How to Find and Vet a Provider
The American Society of Ketamine Physicians, Psychotherapists and Practitioners (ASKP) maintains a clinic directory on its website that can help you locate providers in your area. Your psychiatrist or primary care doctor may also be able to refer you to a reputable clinic. For Spravato specifically, your insurance company can provide a list of certified treatment centers in your network.
When evaluating any ketamine clinic, look for several concrete safety standards. The facility should have standard IV equipment, monitoring equipment for heart rate, blood pressure, respiratory rate, and oxygen levels, and emergency medications readily available. Staff should check your vital signs and level of consciousness during the infusion and watch for dissociative effects or signs of toxicity. Before your first session, expect a medical clearance process that evaluates your general health and any specific risk factors like cardiac, neurological, or urological issues. You should receive a thorough informed consent discussion covering risks, benefits, side effects, and alternative treatments.
A few practical red flags: be cautious of clinics that skip the medical screening, don’t monitor you during and after the infusion, let you drive yourself home, or promise guaranteed results. Any reputable clinic will require you to arrange a ride home with another adult after every session.

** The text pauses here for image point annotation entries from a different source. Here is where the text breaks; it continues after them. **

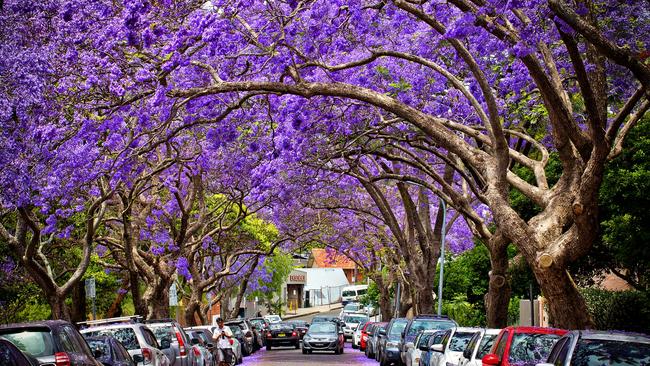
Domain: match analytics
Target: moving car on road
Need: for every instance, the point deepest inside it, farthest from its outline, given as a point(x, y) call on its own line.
point(50, 342)
point(324, 336)
point(282, 334)
point(583, 347)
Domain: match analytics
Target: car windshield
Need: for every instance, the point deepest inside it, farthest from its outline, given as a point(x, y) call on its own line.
point(460, 340)
point(596, 352)
point(486, 344)
point(428, 324)
point(37, 343)
point(355, 319)
point(126, 336)
point(99, 345)
point(397, 328)
point(323, 328)
point(531, 349)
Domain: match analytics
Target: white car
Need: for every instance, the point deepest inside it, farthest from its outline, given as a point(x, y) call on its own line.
point(352, 321)
point(272, 318)
point(478, 346)
point(414, 350)
point(449, 351)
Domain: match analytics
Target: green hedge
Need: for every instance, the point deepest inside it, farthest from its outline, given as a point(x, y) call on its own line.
point(624, 310)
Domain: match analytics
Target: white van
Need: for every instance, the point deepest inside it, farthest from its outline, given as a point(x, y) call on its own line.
point(353, 293)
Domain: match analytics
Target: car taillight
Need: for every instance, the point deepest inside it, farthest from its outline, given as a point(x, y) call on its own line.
point(181, 344)
point(61, 359)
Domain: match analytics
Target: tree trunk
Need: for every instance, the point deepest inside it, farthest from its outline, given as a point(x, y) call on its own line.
point(497, 299)
point(79, 311)
point(562, 295)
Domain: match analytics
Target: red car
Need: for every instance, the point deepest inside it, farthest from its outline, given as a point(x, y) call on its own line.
point(522, 346)
point(364, 336)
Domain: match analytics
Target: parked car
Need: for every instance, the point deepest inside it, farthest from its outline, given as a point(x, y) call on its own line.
point(478, 346)
point(352, 321)
point(50, 342)
point(522, 346)
point(208, 355)
point(389, 342)
point(109, 351)
point(168, 331)
point(250, 333)
point(301, 327)
point(353, 307)
point(324, 336)
point(418, 324)
point(137, 338)
point(582, 347)
point(413, 351)
point(373, 336)
point(426, 350)
point(282, 334)
point(10, 355)
point(272, 318)
point(236, 346)
point(451, 347)
point(360, 336)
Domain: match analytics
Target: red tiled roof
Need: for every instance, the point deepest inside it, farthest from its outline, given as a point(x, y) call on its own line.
point(322, 258)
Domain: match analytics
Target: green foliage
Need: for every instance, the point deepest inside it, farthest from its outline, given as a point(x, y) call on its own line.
point(626, 310)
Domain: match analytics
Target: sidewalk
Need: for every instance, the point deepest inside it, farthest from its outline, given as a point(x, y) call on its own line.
point(300, 312)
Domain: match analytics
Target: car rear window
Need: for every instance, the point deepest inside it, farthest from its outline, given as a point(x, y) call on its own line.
point(126, 336)
point(460, 340)
point(592, 352)
point(37, 343)
point(530, 349)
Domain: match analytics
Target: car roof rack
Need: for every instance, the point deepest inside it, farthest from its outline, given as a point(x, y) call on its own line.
point(117, 320)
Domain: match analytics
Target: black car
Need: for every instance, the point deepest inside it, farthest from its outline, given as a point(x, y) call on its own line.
point(301, 327)
point(10, 355)
point(51, 342)
point(420, 323)
point(282, 334)
point(324, 336)
point(109, 351)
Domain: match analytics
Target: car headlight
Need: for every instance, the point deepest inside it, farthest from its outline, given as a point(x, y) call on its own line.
point(392, 344)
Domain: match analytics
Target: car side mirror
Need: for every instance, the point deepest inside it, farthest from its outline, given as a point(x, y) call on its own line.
point(491, 359)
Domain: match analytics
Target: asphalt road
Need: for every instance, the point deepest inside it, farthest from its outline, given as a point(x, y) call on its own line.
point(289, 356)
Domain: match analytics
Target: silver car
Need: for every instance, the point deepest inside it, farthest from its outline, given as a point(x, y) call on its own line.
point(137, 338)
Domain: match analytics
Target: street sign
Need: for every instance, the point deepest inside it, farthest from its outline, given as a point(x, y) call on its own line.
point(173, 296)
point(90, 287)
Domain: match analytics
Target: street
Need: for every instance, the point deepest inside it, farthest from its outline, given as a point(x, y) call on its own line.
point(288, 356)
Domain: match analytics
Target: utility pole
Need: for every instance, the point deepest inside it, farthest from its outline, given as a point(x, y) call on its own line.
point(442, 254)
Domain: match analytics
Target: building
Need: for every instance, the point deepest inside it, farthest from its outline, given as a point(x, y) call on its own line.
point(323, 258)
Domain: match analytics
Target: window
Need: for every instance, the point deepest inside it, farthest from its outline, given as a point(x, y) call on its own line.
point(37, 343)
point(126, 336)
point(530, 349)
point(592, 352)
point(485, 346)
point(459, 341)
point(501, 346)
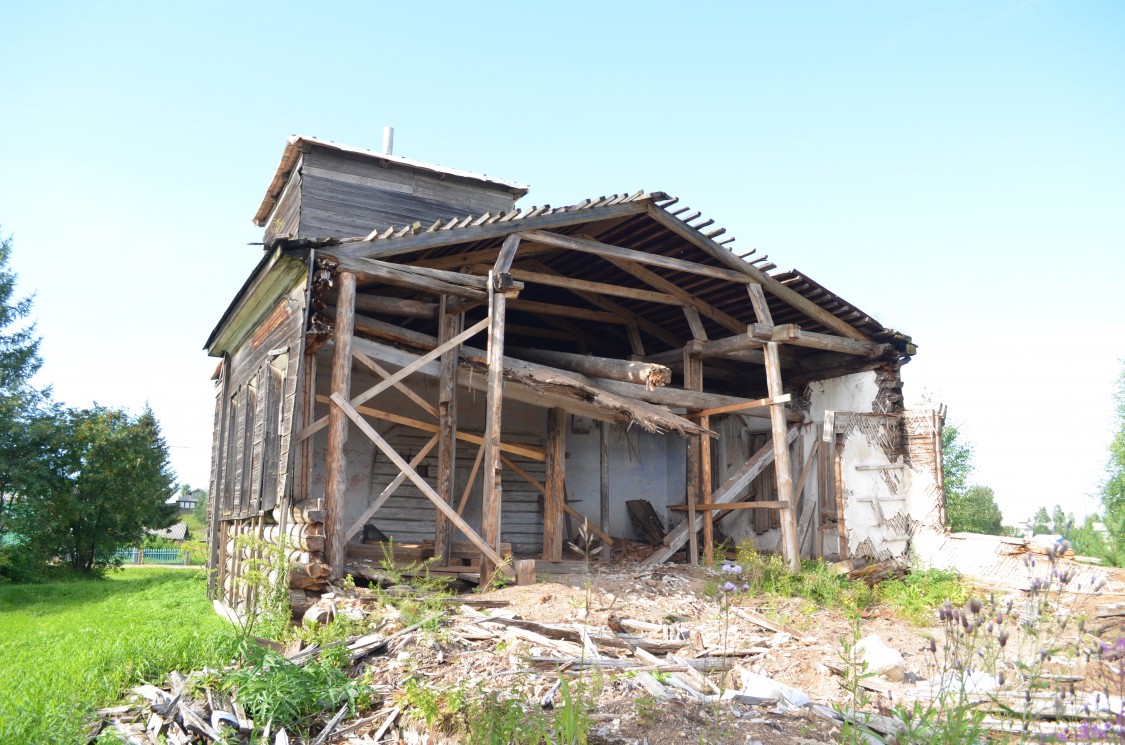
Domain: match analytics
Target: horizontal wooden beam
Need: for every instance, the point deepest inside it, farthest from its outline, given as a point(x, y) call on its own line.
point(606, 304)
point(654, 279)
point(396, 306)
point(565, 311)
point(446, 283)
point(640, 257)
point(486, 231)
point(600, 288)
point(791, 333)
point(529, 451)
point(524, 382)
point(689, 400)
point(777, 289)
point(734, 505)
point(730, 409)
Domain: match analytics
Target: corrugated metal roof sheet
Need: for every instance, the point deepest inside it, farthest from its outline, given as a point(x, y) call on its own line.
point(293, 153)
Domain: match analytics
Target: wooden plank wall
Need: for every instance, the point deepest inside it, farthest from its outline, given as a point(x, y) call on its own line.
point(262, 391)
point(345, 196)
point(286, 216)
point(250, 463)
point(408, 515)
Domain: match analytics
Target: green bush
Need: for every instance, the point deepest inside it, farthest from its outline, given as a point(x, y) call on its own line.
point(919, 593)
point(819, 582)
point(275, 690)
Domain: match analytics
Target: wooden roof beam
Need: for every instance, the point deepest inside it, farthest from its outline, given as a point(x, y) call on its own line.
point(791, 333)
point(657, 281)
point(638, 257)
point(628, 315)
point(383, 249)
point(776, 288)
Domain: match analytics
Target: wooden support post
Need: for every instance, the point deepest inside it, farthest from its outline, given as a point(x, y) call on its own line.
point(489, 512)
point(216, 486)
point(693, 380)
point(448, 326)
point(556, 482)
point(336, 466)
point(705, 492)
point(603, 485)
point(838, 473)
point(782, 468)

Who Qualifies for Treatment
For Spravato, the eligibility criteria are clear: you need a diagnosis of major depressive disorder and an inadequate response to at least two antidepressant trials. For off-label IV ketamine, providers set their own criteria, but most follow similar guidelines and look for evidence that standard treatments haven’t worked. A large trial published in the New England Journal of Medicine enrolled patients between ages 21 and 75 who met diagnostic criteria for major depression without psychotic features and had not responded adequately to at least two antidepressants.
Certain conditions will disqualify you from ketamine treatment in most settings. These include active psychosis or mania, uncontrolled high blood pressure, heart failure, severe lung disease, glaucoma, hyperthyroidism, pregnancy, and a history of ketamine misuse. Active substance use disorders and severe trauma history are evaluated on a case-by-case basis by most providers.